The amount of α-tocopherol consumed by most US adults is sufficient to prevent overt symptoms of deficiency (41). The actual quantities consumed by US adults are closer to 8 mg, however, as assessed by various surveys (42, 43, 44). Thus, 93% of men and 96% of women in the United States do not consume 12 mg vitamin E daily (45). The report from the 2010 Dietary Guidelines Committee acknowledged this discrepancy between intake and recommendations but did not promote consumption of most foods containing high amounts of α-tocopherol because these are generally high-fat foods (45a).
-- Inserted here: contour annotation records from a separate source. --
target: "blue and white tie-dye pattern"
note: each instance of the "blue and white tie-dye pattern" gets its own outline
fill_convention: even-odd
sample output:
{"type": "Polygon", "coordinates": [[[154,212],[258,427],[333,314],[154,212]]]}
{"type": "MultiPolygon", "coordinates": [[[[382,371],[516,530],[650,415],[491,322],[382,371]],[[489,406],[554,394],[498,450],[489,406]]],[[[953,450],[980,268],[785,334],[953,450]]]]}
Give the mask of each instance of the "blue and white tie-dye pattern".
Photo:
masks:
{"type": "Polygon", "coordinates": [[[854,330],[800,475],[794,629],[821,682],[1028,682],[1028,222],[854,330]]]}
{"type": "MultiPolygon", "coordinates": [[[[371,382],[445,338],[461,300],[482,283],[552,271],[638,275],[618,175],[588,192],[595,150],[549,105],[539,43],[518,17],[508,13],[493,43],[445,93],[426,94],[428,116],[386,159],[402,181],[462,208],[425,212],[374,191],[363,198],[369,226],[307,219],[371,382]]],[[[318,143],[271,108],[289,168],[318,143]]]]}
Most people do not consume 15 mg α-tocopherol daily, and therefore they may be at increased risk for various chronic diseases. Previously, the Alpha-Tocopherol Beta-Carotene cancer prevention trial found that daily supplements (vitamin E [50 mg dl-α-tocopheryl acetate] or β-carotene [20 mg]) for 5 years did not decrease cancer incidence (46). A subsequent report assessing baseline vitamin E status and dietary intakes described the 29,092 men who had been followed for 19 years since the study’s initiation, during which time 13,380 deaths ensued. The men at baseline in the highest compared with the lowest serum α-tocopherol quintiles had significantly lower risks of total and cause-specific mortality, including cardiovascular disease and cancer (47). The optimum relative reductions in mortality occurred at serum α-tocopherol concentrations of 13 to 14 mg/L (30 to 32 µmol/L) or higher and were associated with an estimated dietary vitamin E intake of 12 mg α-tocopherol (47), a dietary value not different from the EAR (12 mg) proposed by the IOM (5). This finding suggests a health benefit of obtaining the RDA amount of vitamin E from the diet.